In technology, conventional wisdom says that machine learning can typically make better predictions than humans, weighing out biases and increasing accuracy by staggering amounts. A new study out of Dartmouth College, however, is challenging that assumption, particularly when it comes to the fate of those in the criminal justice system.

According to research from Dartmouth College, the Correctional Offender Management Profiling for Alternative Sanctions (COMPAS) risk management tool is no more accurate at predicting recidivism than individuals with “little or no criminal justice expertise.” COMPAS, widely used among U.S. courts to determine recidivism risk, has, according to the research, been used in assessing more than one million offenders since 1998.

Carried out by a student-faculty research team, the Dartmouth study gave a group of nonexperts—workers contracted through Amazon's Mechanical Turk online marketplace—short descriptions of pretrial defendants taken from a database in Broward County, Florida, from 2013-2014. The descriptions provided seven features of a pretrial defendant, including age, sex, crime they were charged with, whether the crime was a misdemeanor or felony, and previous criminal history. Using this information, participants, through a survey, were asked to predict whether a defendant would recidivate.

The research was conducted among a total of 800 participants, divided into two groups of 400. One group was allowed to see the pretrial defendant's race, while the other wasn't.

While COMPAS takes into account 137 features in determining recidivism, the tool's results (65.2 percent accuracy) in this instance were “statistically the same” as those of the group (67 percent), a statement from Dartmouth said.

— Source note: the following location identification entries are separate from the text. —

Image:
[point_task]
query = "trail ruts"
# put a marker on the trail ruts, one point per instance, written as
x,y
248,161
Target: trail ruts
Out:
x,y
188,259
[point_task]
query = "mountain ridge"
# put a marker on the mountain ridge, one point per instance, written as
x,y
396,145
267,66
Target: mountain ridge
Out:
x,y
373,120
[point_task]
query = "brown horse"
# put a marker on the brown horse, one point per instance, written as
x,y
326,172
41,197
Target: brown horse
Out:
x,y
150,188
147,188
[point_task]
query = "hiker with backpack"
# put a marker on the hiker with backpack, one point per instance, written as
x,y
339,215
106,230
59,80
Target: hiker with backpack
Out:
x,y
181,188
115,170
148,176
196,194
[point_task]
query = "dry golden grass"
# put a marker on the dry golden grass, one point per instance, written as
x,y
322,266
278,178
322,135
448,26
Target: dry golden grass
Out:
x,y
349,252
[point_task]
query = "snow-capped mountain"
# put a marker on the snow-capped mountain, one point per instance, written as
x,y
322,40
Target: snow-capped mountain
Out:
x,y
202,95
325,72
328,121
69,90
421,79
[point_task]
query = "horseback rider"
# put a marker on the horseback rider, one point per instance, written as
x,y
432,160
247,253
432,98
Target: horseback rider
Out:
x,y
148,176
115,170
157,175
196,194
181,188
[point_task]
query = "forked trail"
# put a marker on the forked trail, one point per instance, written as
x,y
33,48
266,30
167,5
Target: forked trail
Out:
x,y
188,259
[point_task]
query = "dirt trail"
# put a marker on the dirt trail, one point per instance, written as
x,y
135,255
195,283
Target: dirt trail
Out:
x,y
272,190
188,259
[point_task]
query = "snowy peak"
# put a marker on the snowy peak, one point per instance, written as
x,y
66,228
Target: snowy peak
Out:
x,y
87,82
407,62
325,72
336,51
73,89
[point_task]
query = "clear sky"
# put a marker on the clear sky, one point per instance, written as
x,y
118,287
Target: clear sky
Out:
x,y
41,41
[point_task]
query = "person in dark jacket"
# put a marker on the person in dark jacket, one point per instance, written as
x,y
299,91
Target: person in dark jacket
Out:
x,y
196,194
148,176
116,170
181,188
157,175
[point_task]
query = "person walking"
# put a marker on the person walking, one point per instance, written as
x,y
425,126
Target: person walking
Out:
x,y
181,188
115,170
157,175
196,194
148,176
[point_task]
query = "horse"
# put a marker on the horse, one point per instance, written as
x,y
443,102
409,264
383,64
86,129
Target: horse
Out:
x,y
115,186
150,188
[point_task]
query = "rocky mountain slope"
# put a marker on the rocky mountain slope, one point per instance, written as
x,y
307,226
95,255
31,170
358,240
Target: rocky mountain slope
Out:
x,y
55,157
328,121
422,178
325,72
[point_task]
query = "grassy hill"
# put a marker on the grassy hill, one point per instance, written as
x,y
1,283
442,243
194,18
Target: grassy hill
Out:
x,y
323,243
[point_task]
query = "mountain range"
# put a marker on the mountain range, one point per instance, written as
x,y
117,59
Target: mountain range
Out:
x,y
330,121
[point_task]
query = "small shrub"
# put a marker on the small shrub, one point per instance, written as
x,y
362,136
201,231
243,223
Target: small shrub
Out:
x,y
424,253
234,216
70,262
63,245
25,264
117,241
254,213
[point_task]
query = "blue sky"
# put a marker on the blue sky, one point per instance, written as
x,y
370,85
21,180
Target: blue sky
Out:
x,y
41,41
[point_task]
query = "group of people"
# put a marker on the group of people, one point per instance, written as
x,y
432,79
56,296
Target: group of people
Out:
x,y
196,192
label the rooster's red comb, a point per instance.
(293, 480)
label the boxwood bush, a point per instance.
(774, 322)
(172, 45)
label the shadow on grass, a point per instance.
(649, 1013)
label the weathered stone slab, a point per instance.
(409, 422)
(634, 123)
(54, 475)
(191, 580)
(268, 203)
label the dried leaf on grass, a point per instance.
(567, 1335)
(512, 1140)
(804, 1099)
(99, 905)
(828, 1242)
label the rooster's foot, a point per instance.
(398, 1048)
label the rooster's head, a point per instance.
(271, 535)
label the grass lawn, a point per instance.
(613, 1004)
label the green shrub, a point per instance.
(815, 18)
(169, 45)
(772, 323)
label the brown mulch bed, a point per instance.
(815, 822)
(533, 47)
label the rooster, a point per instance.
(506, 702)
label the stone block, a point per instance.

“As machine learning and artificial intelligence tools emerged in criminal justice, they kind of bypassed this middle step in ensuring they're as accurate as we think they are,” Julia Dressel, who conducted the research for her undergraduate thesis in computer science at Dartmouth, told LTN. “People are quick to assume they're accurate and objective and think of course these things should be used. … We have to step back and realize that might not always be the case.”

“Right out of the gate, you know something is concerning when the accuracy is 65 percent,” Hany Farid, professor of computer science at Dartmouth College and co-leader of the study, told LTN. “People answering an online survey as accurately as the software: That should give us more pause.”

He added that many judges might look positively on using analytics tools because of their perceived accuracy, but “I think you would weigh that prediction very differently if I told you, 'Hey, I polled 12 people online, and this is what they said.'”

COMPAS's proprietary algorithm is unknown outside of its developer, Northpointe Inc. In 2017, The New York Times reported that a Northpointe executive said, “We've created [the algorithms], and we don't release them, because it's certainly a core piece of our business.”

The Dartmouth research took the seven pieces of information given to the study's human participants and fed it into “the simplest possible machine algorithm, the kind of thing you would teach in an undergraduate course,” logistic regression, and “it got 65 percent [accuracy], right out of the gate.”

Taking it a step further, the researchers gave the algorithm two pieces of information—age and prior convictions—and it achieved 65 percent accuracy, the same as COMPAS.

COMPAS has previously been challenged in the courts. In one case, a Wisconsin man was sentenced to six years in prison by a judge who cited a COMPAS assessment score. The man appealed, and the case made it to the Wisconsin Supreme Court, which ruled against him. In 2017, the U.S. Supreme Court declined to hear the case.

COMPAS is also no stranger to criticism. A 2016 analysis by ProPublica found “that black defendants were far more likely than white defendants to be incorrectly judged to be at a higher risk of recidivism.” Whites, conversely, were more likely “incorrectly flagged as low risk.”

The ranking of recidivism by race is partially due to limitations of algorithms. Researching the ProPublica dataset—that same used by Dartmouth—The Washington Post found that, while COMPAS doesn't account for race directly in its algorithm, many attributes it considers in predicting multiple-time offenders vary by race, like prior arrests, which black defendants are more likely to have.

Citing a different review, the Dartmouth study also noted that accuracy wasn't just an issue for COMPAS and that “eight out of nine [algorithmic] approaches failed to make accurate predictions.”